This film is fun and I love its updated take on the original TV series. It’s full of hope and wonder and it’s what we need right now.

28. Doctor Strange in the Multiverse of Madness

Sam Raimi made the most Sam Raimi MCU film he could, and it was everything I could have wanted.

27. Pearl

Mia Goth is an amazing actress and it’s about time more folks figured it out. Her performance alone makes this technicolor nightmare endlessly rewatchable.

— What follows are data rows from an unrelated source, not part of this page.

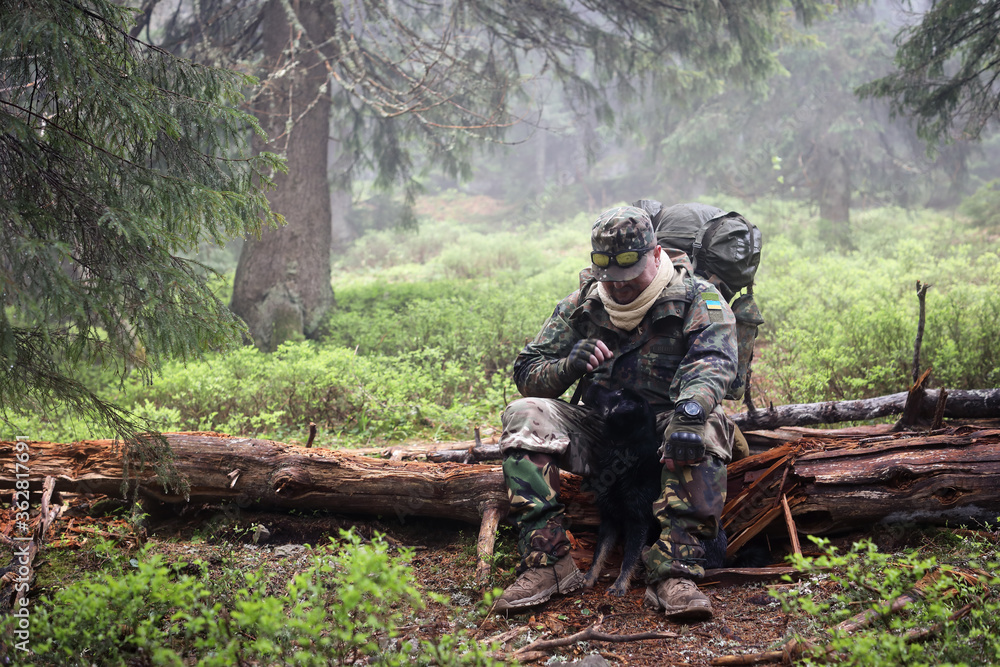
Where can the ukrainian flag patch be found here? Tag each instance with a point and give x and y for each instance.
(714, 305)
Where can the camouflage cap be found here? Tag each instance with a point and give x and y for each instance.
(617, 230)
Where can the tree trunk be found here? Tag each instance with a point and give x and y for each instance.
(832, 484)
(832, 190)
(837, 485)
(338, 166)
(971, 404)
(282, 285)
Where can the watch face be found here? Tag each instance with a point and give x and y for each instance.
(692, 409)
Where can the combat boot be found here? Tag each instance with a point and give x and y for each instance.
(680, 599)
(537, 584)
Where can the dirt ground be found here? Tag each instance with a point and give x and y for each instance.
(746, 619)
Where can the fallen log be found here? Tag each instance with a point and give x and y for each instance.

26. The Unbearable Weight of Massive Talent

Nic Cage stars as Nic Cage and he nailed it. Pedro Pascal is also just so damn great here and everyone deserves a best friend like him. This film quickly became my comfort film of the year for its humor and heart.

25. Project Wolf Hunting

Con-Air at sea, mixed with Predator: This film is batshit crazy and I think I ascended to a higher level of consciousness at some point during my screening at Fantastic Fest.

24. Violent Night

What starts out as a stunt-cast SNL skit on steroids turns into the most heartwarming Christmas action film of all time.

23. Orphan: First Kill

If you have to make a horror sequel, this should be the bar to shoot for every time. First Kill surpasses the original in cleverness and audacity and has Julia Stiles turning in a great performance.

22. Barbarian

The lauded film was one of my favorite theatrical experiences of the year.

21. Emergency

This film is as hilarious and relevant as it is tragic. Two Black men try to take an incapacitated, underage white girl to the ER to get her help, risking their lives to save hers. Emergency is an unrelenting nail-biter.

20. Ambulance

Michael Bay unleashes the Bayhem. Ambulance features some of the most riveting cinematography and action of 2022. In this film, I learned drone shots can be engaging.

19. Scream

A truly smart sequel that reinvigorated the slumbering franchise and features everything that was good about the original. An immaculate script and a cast up to the challenge has returned Scream to its once and former glory. But can they replicate this success?

18. Crimes of the Future

From the master of body horror, David Cronenberg, came a poignant film on environmental issues that stuck with me long after I left the theater. Kristen Stewart is simply a gift here as the creepy fangirl, and that alone is worth the watch.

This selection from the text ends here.